CCPR: What about teen activities and how they play into drinking? Dr. Yule: It can be hard for older adolescents or young adults to find activities or access things that don’t involve substances. Parents should consider making the extra effort to facilitate their child going to the rock climbing gym on a Friday night, instead of going to a friend’s house where the friend’s parents might not be there. It’s not about saying they can’t ever leave the house or have fun anymore.
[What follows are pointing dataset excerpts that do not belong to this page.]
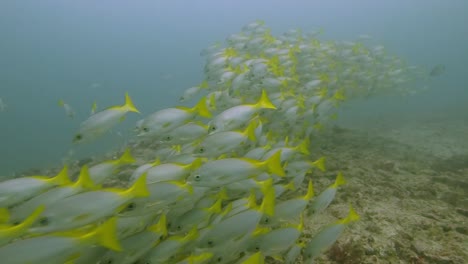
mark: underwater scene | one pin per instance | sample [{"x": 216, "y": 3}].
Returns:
[{"x": 199, "y": 132}]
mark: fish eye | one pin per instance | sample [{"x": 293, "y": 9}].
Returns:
[
  {"x": 131, "y": 206},
  {"x": 78, "y": 137},
  {"x": 44, "y": 221}
]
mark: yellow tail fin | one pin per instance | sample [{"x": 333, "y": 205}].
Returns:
[
  {"x": 139, "y": 188},
  {"x": 201, "y": 108},
  {"x": 268, "y": 203},
  {"x": 320, "y": 164},
  {"x": 126, "y": 158},
  {"x": 310, "y": 191},
  {"x": 351, "y": 217},
  {"x": 265, "y": 102},
  {"x": 304, "y": 147},
  {"x": 250, "y": 130},
  {"x": 160, "y": 227},
  {"x": 61, "y": 178},
  {"x": 274, "y": 164},
  {"x": 106, "y": 235},
  {"x": 339, "y": 180},
  {"x": 84, "y": 180},
  {"x": 256, "y": 258}
]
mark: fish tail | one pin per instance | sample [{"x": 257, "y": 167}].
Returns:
[
  {"x": 202, "y": 109},
  {"x": 310, "y": 191},
  {"x": 268, "y": 203},
  {"x": 250, "y": 131},
  {"x": 106, "y": 235},
  {"x": 274, "y": 164},
  {"x": 126, "y": 158},
  {"x": 139, "y": 188},
  {"x": 160, "y": 227},
  {"x": 339, "y": 180},
  {"x": 264, "y": 101},
  {"x": 84, "y": 180},
  {"x": 61, "y": 178},
  {"x": 320, "y": 164},
  {"x": 129, "y": 106}
]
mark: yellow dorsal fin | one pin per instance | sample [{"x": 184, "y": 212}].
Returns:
[
  {"x": 138, "y": 189},
  {"x": 310, "y": 191},
  {"x": 339, "y": 180},
  {"x": 129, "y": 106},
  {"x": 201, "y": 109},
  {"x": 84, "y": 180},
  {"x": 160, "y": 227},
  {"x": 264, "y": 102}
]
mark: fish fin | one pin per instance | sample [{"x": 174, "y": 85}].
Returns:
[
  {"x": 84, "y": 180},
  {"x": 256, "y": 258},
  {"x": 4, "y": 215},
  {"x": 139, "y": 188},
  {"x": 264, "y": 102},
  {"x": 216, "y": 207},
  {"x": 129, "y": 106},
  {"x": 201, "y": 108},
  {"x": 268, "y": 203},
  {"x": 126, "y": 158},
  {"x": 106, "y": 235},
  {"x": 61, "y": 178},
  {"x": 310, "y": 191},
  {"x": 351, "y": 217},
  {"x": 320, "y": 164},
  {"x": 339, "y": 180},
  {"x": 274, "y": 164},
  {"x": 160, "y": 227},
  {"x": 250, "y": 130},
  {"x": 304, "y": 147},
  {"x": 29, "y": 221}
]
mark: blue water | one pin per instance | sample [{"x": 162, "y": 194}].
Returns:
[{"x": 82, "y": 51}]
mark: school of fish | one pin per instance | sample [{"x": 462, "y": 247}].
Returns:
[{"x": 232, "y": 178}]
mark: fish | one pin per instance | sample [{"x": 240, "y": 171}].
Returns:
[
  {"x": 68, "y": 109},
  {"x": 101, "y": 122},
  {"x": 437, "y": 70}
]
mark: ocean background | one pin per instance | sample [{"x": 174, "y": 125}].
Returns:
[{"x": 85, "y": 51}]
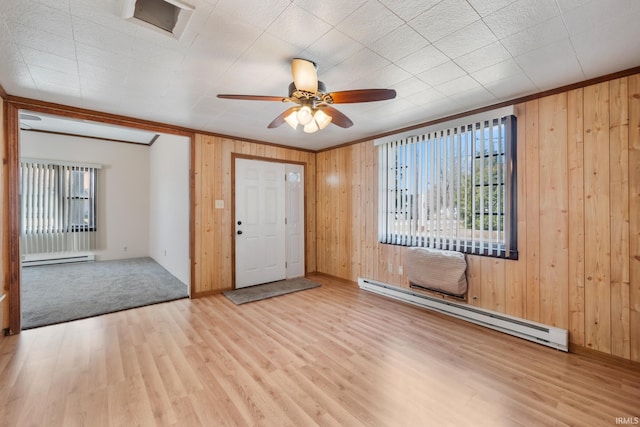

We want to help them connect with other activities that are healthy and fun for them. It often takes quite a bit of problem solving and brainstorming to help them do that.
CCPR: How do you motivate teens to not drink? Dr. Yule: Motivational interviewing is an important tool. There are a lot of data supporting the use of motivational enhancement therapy paired with cognitive behavioral therapy (CBT) for treating SUDs in adolescents. The challenge is you can’t do CBT with someone who’s not ready to change yet. You have to develop their motivation to be ready to make a change. Try to understand why the teen might want to drink and what might drive them to drink. Then provide them with education about why you’re concerned about their substance use, teach them skills, and provide them with structure.
CCPR: Are there specific disparities in risk and treatment among members of Black, Latinx, and LGBTQIA+ communities? Dr. Yule: Regarding racial and ethnic disparities, access to care is not equal to Caucasians. LGBTQIA+ kids are at higher risk for problems with substance use, and so it’s really important to be screening and keeping an eye on that. The other thing to be aware of is gender differences. While there are equal rates of alcohol use disorders among adolescent boys and girls, boys are more likely to receive treatment than girls for all SUDs, including AUD. Substance use, in particular alcohol use, is an equal-opportunity problem across genders, races, and ethnicities. We need to identify it and support teens’ access to care in all cases.
CCPR: Why don’t girls get treatment? Is their use not as obvious? Dr. Yule: Unfortunately, there hasn’t been a lot of emphasis on looking at why girls with an SUD are less likely to be in treatment than adolescent boys.
CCPR: Do you have a bottom-line message to share with our readers? Dr. Yule: The kids we work with are at higher risk than other adolescents, and we really need to be screening and identifying alcohol use and sending a message that this is not a normal part of adolescent development. Child psychiatrists often get discouraged that kids are unlikely to change their substance use. But if they’re drinking heavily or smoking marijuana all day, it’s going to impact how effective your medication and other treatments are, so you can’t ignore it. And they do change. They do get better.